# Introduction
This homework consists of two parts: in the first part, you will solve problems using the material from the lectures; in the second part you will get started with [PyTorch](https://pytorch.org/docs/stable/index.html). 

The first section consists of three problems:
1. [Huffman algorithm](https://en.wikipedia.org/wiki/Huffman_coding) for encoding symbols  
    __Note__: For this problem, you are not required to submit any code; however, you might find it faster/more convenient to implement the algorithm yourself.
2. [Documents representation](https://en.wikipedia.org/wiki/Bag-of-words_model) and similarity metrics  
    __Note__: For this problem, the starter code is written for you. Complete the missing parts to answer the questions.
3. Formulation of NLP tasks in terms of Machine Learning  
    __Note__: You don't need to submit any code for this problem.

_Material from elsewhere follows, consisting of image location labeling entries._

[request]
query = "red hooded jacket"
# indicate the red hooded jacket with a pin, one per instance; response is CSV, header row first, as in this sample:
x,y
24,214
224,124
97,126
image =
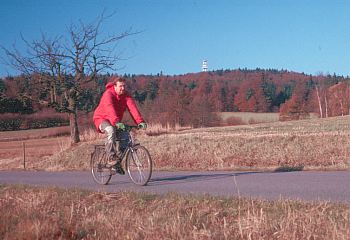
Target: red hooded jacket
x,y
112,108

In the second section, you will be asked to complete the missing code that aims to parse and format the input data. Upon completion of the assignment, you will have a dataset that is ready to be loaded in a [model](https://en.wikipedia.org/wiki/Word2vec) that you will be training in the next homework. Feel free to use your code in further homeworks and in your project.

__You will need__ to have the following libraries installed (please make sure you followed the installation instructions in the class repository to install them):
- [NLTK](http://www.nltk.org/)
- [NumPy](http://www.numpy.org/)
- [PyTorch](https://pytorch.org/)


__You will learn:__
- How to represent documents in a numeric form
- How to use different similarity metrics used in NLP
- How to formulate a given problem as a machine learning problem
- Basics of PyTorch data loading and processing
  - How to convert input data to numeric representation
  - How to use built-in `Dataset` and `DataLoader` classes

Once you complete this assignment, submit it as:

`submit arum hw2 <name_of_your_notebook> <additional_files>`


In [None]:
# Make sure that execution of this cell doesn't return any errors. If it does, go the class repository and follow the environment setup instructions
import string
from queue import PriorityQueue
from collections import defaultdict, Counter

import numpy as np
import torch
from torch.utils.data import Dataset, DataLoader
from nltk import word_tokenize

# Theoretical problems

## Problem 1. Huffman code
_Headi_ is an artificially created language that uses the only the first 10 letters
English alphabet. The following is a table of relative frequencies of symbols in
Headi text:

|Letter|Frequency|Letter|Frequency|
|---|---|---|---|
|a|8.1%|g|0.7%|
|b|1.4%|h|4.0%|
|c|2.7%|i|7.4%|
|d|4.2%|j|9.0%|
|e|12.7%|space|43.8%|
|f|6.0%|

__Instructions__:

For this problem, please do the following:

 1. Paste your answers to the following questions into the notebook; if you write any code for this problem, please also include it.
 2. Submit the diagram of the resulting tree; please submit this electronically; it could just be a scan or a photo of a hand-drawn diagram, submitted as a separate file.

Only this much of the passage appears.